Marois relied on his good hockey sense to become a top goal scorer. He broke into the league in 1988-89 and scored 31 goals as a rookie. The following year he moved up to 39 goals. Marois was one dimensional in the sense that he was a goal scorer. He had terrific eye-hand coordination and a quick release, and an uncanny knack to get open at the right time. He was a very good skater and a powerplay specialist.
Damphousse, and center iceman Tom Fergus, were solid two way players who specialized in setting up plays, so Marois was a good fit on that line. However he had his shortcomings - most notably his lack of strength and a non-existent defensive game. He also lacked the vision set up plays to his linemates.
After those back to back 30 plus goal seasons, Marois found himself losing confidence in his game after a season of injuries decimated the Leafs lineup. Damphousse was moved to a new line while Fergus played in only 14 games due to a groin injury.
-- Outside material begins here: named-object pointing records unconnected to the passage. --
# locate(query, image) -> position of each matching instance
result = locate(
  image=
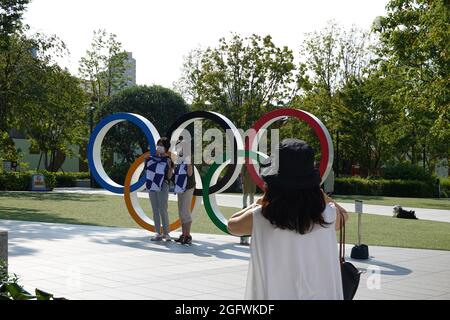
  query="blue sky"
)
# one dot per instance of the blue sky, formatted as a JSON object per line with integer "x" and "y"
{"x": 160, "y": 33}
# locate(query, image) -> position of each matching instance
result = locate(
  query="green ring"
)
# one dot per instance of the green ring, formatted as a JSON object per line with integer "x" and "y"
{"x": 218, "y": 218}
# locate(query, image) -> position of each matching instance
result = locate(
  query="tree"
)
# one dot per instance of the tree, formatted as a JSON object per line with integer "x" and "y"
{"x": 10, "y": 22}
{"x": 241, "y": 78}
{"x": 159, "y": 105}
{"x": 59, "y": 118}
{"x": 332, "y": 58}
{"x": 21, "y": 57}
{"x": 414, "y": 37}
{"x": 103, "y": 66}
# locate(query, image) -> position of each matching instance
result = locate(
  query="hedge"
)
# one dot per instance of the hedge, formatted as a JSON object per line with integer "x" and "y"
{"x": 21, "y": 181}
{"x": 390, "y": 188}
{"x": 69, "y": 179}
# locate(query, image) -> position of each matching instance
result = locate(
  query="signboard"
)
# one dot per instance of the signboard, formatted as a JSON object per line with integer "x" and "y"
{"x": 38, "y": 182}
{"x": 358, "y": 206}
{"x": 6, "y": 166}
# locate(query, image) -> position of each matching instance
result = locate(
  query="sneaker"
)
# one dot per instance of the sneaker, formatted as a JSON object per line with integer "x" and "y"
{"x": 187, "y": 240}
{"x": 156, "y": 237}
{"x": 180, "y": 239}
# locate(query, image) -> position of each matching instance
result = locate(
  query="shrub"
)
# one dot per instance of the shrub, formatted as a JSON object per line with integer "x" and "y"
{"x": 384, "y": 187}
{"x": 69, "y": 179}
{"x": 406, "y": 171}
{"x": 21, "y": 181}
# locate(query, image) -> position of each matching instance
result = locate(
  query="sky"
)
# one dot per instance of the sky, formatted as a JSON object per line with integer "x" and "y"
{"x": 161, "y": 33}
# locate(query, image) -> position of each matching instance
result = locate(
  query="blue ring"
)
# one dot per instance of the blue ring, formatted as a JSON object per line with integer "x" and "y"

He was reduced to 21 goals and just 9 assists. The following year he scored just 15 times before being traded to the New York Islanders.
The move out of Toronto was just what Marois needed to get his career back on track, but fate would not allow that. Serious back problems began plaguing Marois for the rest of his career. He struggled with the Islanders, and later with the Boston Bruins and briefly with the Dallas Stars. He spent considerable time in the minor leagues and on the injury list as well.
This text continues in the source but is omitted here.